5. Leaky ReLU function

#Leaky ReLU function
def leaky_relu(x):
    return np.where(x > 0, x , 0.01 * x)

#Differentiation of Leaky ReLU function
def leaky_relu_d(x):
    return np.where(x>0,1,0.01)

#graph display
x = np.arange(-5.0, 5.0, 0.01)
plt.plot(x, leaky_relu(x), label='leaky_relu')
plt.plot(x, leaky_relu_d(x), label='leaky_relu_d')
plt.ylim(-1.1, 1.1)  
plt.legend()  
plt.grid()
plt.show()

スクリーンショット 2020-02-10 09.19.25.png

** Leaky ReLU function: ** スクリーンショット 2020-02-10 21.45.58.png ** Differentiation of Leaky ReLU function: ** スクリーンショット 2020-02-10 21.39.25.png

The Leaky ReLU function is derived from the ReLU function and has a slope of 0.01x even if x is 0 or less.

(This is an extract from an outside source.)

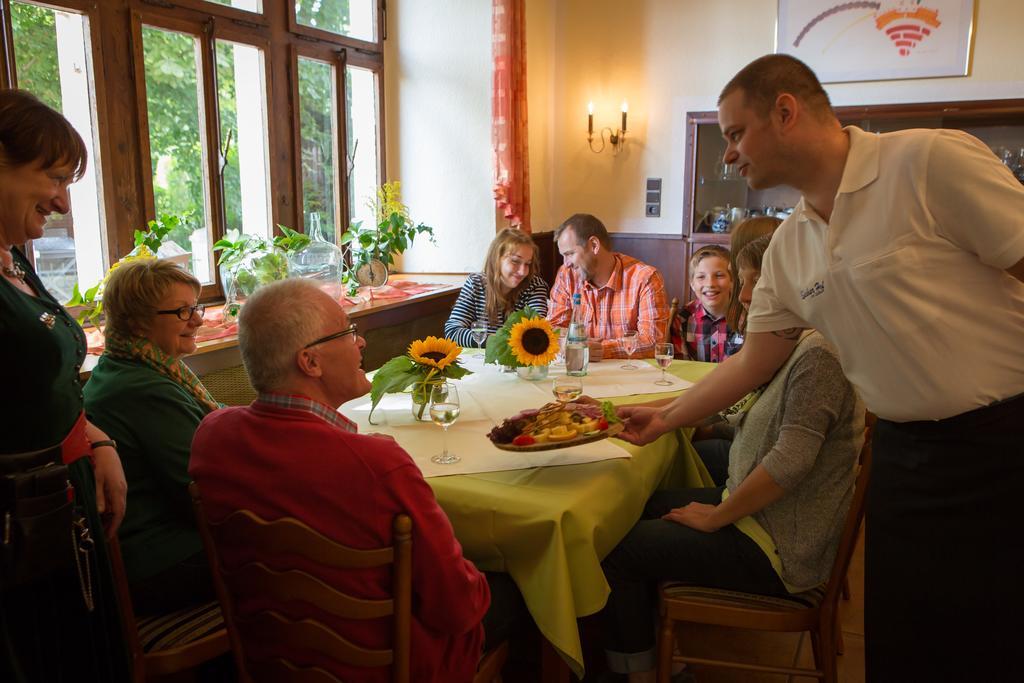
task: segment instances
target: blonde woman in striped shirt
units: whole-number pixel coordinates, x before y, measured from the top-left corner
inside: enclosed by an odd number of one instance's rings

It was expected that the optimization would be more advanced than the ReLU function, but it seems to be quite limited if the optimization works better than the ReLU function.

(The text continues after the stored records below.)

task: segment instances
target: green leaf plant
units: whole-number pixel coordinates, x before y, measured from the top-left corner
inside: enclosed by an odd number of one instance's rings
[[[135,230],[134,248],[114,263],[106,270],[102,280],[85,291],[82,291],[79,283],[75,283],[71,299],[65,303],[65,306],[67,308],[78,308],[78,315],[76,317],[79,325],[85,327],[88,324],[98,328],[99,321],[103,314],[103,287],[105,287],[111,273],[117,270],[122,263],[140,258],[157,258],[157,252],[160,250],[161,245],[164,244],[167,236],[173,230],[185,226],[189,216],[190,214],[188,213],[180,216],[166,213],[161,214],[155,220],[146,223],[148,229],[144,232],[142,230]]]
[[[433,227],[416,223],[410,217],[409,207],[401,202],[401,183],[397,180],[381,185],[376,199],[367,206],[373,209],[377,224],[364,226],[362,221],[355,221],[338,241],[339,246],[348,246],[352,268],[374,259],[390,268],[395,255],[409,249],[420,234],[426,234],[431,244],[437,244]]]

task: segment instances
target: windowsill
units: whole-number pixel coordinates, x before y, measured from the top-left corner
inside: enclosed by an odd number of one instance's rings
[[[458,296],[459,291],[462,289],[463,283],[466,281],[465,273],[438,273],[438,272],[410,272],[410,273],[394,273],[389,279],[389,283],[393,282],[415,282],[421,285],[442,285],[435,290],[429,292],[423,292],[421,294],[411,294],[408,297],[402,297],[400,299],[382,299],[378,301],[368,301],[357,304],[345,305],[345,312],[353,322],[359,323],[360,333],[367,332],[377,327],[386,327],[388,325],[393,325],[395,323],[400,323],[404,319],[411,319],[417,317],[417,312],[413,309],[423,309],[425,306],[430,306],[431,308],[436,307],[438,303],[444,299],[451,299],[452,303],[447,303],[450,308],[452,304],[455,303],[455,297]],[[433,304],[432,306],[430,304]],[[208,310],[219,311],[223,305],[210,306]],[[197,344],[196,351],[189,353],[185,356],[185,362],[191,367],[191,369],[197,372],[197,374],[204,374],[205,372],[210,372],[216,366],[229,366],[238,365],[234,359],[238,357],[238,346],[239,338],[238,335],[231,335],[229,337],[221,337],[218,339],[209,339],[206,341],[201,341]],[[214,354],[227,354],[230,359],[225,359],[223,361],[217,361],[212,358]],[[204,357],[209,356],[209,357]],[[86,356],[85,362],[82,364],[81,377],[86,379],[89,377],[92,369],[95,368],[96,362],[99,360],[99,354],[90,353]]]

6. Experience the difference in the performance of the activation function

Finally, let's realize how much the optimization performance differs depending on the activation function.

[TensorFlow PlayGround](http://playground.tensorflow.org/#activation=relu&batchSize=10&dataset=circle&regDataset=reg-plane&learningRate=0.03&regularizationRate=0&noise=0&networkShape=3,3&seed=0.34380&showTestData=false&discretize=false&percrain True & xTimesY = false & xSquared = false & ySquared = false & cosX = false & sinX = false & cosY = false & sinY = false & collectStats = false & problem = classification & initZero = false & hideText = false)

スクリーンショット 2020-02-11 14.32.09.png Let's check the convergence time by setting a two-layer neural network with these three neurons, switching the activation (activation function) in the red frame.

There are some stochastic problems, but the convergence time is about 10 times faster than Sigmoid and ReLU is about 2 times faster than Tanh.